O cenário previdenciário brasileiro sofreu alterações tectônicas com a promulgação da Emenda Constitucional nº 103/2019. Para a advocacia especializada, a Reforma da Previdência não representou apenas um ajuste paramétrico, mas uma reconfiguração da hermenêutica aplicada aos benefícios por incapacidade. Um dos pontos de maior tensão jurídica reside na drástica alteração da forma de cálculo dos proventos na aposentadoria por incapacidade permanente (antiga invalidez) no âmbito dos Regimes Próprios de Previdência Social (RPPS).

A controvérsia central não é meramente atuarial, mas principiológica e técnica: a supressão da distinção de cálculo entre doenças graves (neoplasias, cardiopatias severas, etc.) e as incapacidades previdenciárias comuns. Antes da emenda, a proteção era robusta. Agora, o advogado se depara com um nivelamento que pode ferir a isonomia. No entanto, para atuar com excelência, é preciso superar o senso comum e dominar as distinções técnicas entre Integralidade e 100% da Média, além de saber navegar pelas regras de transição estaduais e municipais.

Para o profissional que busca resultados, compreender a matéria exige dissecar o artigo 40 da Constituição Federal em confronto com o artigo 26 da EC 103/2019, sem cair em armadilhas terminológicas que fragilizam a petição inicial. É necessário identificar quando a regra aritmética viola o núcleo essencial de proteção social e quando a estratégia processual deve focar na concausalidade e não apenas na inconstitucionalidade.

Precisão Terminológica: O Primeiro Passo para uma Tese Robusta

Um erro frequente nas iniciais é a confusão entre conceitos. O advogado de alto nível deve ter clareza cirúrgica ao formular os pedidos:

  • Integralidade (stricto sensu): Refere-se ao direito de aposentar-se com o valor da última remuneração do cargo efetivo. Este direito, em regra, socorre apenas servidores que ingressaram no serviço público antes da EC 41/2003 e que cumprem regras de transição específicas. A EC 103/2019 restringiu severamente essa possibilidade na invalidez.
  • 100% da Média Aritmética: Refere-se ao cálculo do benefício baseado na média de todos os salários de contribuição desde julho de 1994, sem a aplicação de coeficientes redutores (como o de 60%). É essa a batalha central para a maioria dos servidores (pós-2004) acometidos por doenças graves.

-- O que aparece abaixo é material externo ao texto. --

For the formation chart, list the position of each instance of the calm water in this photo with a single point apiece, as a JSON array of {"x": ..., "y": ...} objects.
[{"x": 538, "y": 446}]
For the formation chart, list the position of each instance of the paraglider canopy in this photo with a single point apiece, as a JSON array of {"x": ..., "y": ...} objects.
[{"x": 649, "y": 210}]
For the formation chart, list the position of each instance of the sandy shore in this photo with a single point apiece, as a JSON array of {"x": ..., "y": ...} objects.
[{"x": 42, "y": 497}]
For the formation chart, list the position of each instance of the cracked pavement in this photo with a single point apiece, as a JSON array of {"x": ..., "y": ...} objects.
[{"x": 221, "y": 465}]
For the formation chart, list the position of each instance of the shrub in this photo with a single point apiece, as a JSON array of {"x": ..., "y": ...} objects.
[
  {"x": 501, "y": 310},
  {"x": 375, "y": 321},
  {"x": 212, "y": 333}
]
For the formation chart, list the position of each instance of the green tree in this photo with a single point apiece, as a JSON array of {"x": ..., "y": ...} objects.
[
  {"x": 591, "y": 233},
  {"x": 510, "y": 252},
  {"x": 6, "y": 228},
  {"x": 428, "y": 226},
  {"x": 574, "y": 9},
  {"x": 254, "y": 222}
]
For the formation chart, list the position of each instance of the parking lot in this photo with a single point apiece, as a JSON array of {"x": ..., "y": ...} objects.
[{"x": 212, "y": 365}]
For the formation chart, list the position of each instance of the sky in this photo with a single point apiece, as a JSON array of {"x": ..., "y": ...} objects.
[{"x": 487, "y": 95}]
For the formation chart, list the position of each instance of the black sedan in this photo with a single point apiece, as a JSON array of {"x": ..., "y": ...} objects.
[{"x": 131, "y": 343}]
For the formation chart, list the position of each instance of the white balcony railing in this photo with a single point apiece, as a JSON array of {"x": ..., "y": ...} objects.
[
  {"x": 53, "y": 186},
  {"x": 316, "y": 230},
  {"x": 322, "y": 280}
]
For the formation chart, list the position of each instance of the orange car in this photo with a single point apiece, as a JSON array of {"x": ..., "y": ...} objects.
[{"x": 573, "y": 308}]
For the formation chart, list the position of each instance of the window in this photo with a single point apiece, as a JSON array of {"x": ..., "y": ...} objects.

A nova regra geral (Art. 26 da EC 103) estabelece que o benefício será de 60% da média, com acréscimo de 2% apenas para os anos que excederem 20 anos de contribuição. A exceção que garante 100% da média ficou restrita aos casos de acidente de trabalho e doenças profissionais. O desafio jurídico é: como proteger o servidor com câncer ou esclerose múltipla não ocupacional desse decréscimo patrimonial?

Para aprofundar essas teses e dominar os cálculos, é indispensável a atualização constante através de cursos como a Maratona Aposentadoria por Incapacidade Permanente, que detalha os procedimentos administrativos e judiciais.

A Armadilha do Federalismo: A Reforma Local Aconteceu?

Antes de arguir a inconstitucionalidade da EC 103/2019, o advogado deve fazer uma análise de vigência normativa. A Reforma Federal não foi de aplicação automática imediata para todos os aspectos nos Estados e Municípios.

Muitos entes federativos demoraram a aprovar suas reformas locais ou o fizeram com textos distintos da emenda constitucional federal. Portanto, a primeira pergunta do advogado deve ser: “Qual a lei vigente no ente federativo na data da incapacidade (DII)?”.

Se o Município ainda não havia alterado sua legislação local na data do fato gerador, continua valendo a regra antiga, que frequentemente garante proventos baseados na integralidade ou na média dos 80% maiores salários para doenças graves. Aplicar a tese de defesa contra a EC 103 em um município que ainda operava sob a lei antiga é um erro de fundamentação. O domínio sobre o Regime Próprio é essencial para navegar nesse cipoal legislativo. Para uma especialização robusta, recomenda-se a Pós-Graduação em Prática no Regime Próprio de Previdência Social (RPPS) e Previdência Complementar.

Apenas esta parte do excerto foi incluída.